Social lives are on pause, work lives have changed, but the pandemic has sparked innovation, adaptation and resilience for the family.

Although Adriene Atleo’s work at Klahoose was impacted, she and her husband continue to run a small clothing business from home. 

“That’s a plus, having a business at home during a pandemic,” she says, adding she is able to be at home for the children, and keep herself employed. 

“A lot of people are supporting local businesses, so we’re doing really well.”
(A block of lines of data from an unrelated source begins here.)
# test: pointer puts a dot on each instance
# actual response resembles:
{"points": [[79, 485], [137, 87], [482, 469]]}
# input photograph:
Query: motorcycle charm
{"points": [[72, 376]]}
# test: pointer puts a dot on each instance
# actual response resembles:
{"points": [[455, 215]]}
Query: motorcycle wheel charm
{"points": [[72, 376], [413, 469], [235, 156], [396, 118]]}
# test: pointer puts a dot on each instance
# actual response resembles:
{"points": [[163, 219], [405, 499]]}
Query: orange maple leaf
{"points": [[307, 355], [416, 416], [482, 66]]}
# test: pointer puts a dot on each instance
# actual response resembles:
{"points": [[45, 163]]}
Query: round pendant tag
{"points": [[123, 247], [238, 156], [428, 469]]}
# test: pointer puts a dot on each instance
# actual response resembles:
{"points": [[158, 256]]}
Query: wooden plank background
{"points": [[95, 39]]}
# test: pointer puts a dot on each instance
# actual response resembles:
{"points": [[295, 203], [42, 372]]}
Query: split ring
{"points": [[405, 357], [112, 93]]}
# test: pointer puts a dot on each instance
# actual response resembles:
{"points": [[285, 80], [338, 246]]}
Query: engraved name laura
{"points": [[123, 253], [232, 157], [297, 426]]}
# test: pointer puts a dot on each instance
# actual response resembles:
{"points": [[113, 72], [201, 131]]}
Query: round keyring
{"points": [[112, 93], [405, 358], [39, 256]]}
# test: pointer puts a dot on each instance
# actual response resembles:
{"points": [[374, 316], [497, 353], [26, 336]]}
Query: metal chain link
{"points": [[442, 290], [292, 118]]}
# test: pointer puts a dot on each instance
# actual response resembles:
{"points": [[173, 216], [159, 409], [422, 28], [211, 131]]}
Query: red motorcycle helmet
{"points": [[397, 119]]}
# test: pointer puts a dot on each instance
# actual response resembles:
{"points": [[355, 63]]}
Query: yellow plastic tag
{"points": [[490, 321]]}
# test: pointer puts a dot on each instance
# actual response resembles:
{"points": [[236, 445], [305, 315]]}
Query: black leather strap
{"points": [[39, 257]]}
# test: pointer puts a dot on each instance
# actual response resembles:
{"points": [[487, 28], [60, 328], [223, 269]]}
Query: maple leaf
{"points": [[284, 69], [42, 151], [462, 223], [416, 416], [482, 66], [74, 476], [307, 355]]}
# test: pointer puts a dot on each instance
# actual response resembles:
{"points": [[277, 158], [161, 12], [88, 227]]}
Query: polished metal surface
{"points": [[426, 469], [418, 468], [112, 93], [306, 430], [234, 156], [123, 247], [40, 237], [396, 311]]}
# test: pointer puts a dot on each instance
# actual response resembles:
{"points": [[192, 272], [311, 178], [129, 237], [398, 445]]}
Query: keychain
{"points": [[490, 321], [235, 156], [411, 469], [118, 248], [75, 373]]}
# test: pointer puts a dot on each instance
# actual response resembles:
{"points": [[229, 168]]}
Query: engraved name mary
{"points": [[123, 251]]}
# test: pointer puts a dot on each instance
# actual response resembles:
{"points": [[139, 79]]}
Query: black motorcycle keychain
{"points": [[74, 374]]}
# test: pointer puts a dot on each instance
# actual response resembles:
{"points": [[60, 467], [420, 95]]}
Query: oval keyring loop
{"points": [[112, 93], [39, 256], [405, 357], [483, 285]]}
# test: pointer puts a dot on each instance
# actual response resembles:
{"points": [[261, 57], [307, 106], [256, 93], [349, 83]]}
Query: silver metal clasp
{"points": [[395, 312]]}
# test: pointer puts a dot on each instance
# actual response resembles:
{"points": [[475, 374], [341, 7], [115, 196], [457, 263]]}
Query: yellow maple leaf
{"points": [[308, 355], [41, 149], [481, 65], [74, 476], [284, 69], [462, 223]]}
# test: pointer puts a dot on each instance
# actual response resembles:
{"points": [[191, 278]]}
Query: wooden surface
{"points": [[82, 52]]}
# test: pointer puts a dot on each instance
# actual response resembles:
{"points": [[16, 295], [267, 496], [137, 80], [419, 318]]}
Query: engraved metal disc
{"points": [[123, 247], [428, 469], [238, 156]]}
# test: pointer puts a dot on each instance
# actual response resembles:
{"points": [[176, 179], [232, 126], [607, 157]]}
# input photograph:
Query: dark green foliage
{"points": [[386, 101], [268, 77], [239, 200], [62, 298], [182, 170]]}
The family plays games and tries out DIY projects together, making the best of the situation. 

Charly Atleo learned how to put away elk for the winter, carefully watching and helping her grandfather.

Numbers of positive cases in the area are increasing, but the newly available Moderna vaccine gives a sense of relief in sight. 

The vaccine has arrived at Snuneymuxw First Nation and Charly Atleo is hoping it will improve things for everyone. 

“My papa doesn’t have the strongest immune system anymore but he got the vaccine,” she says. “I just hope everyone stays safe and keeps following the guidelines.”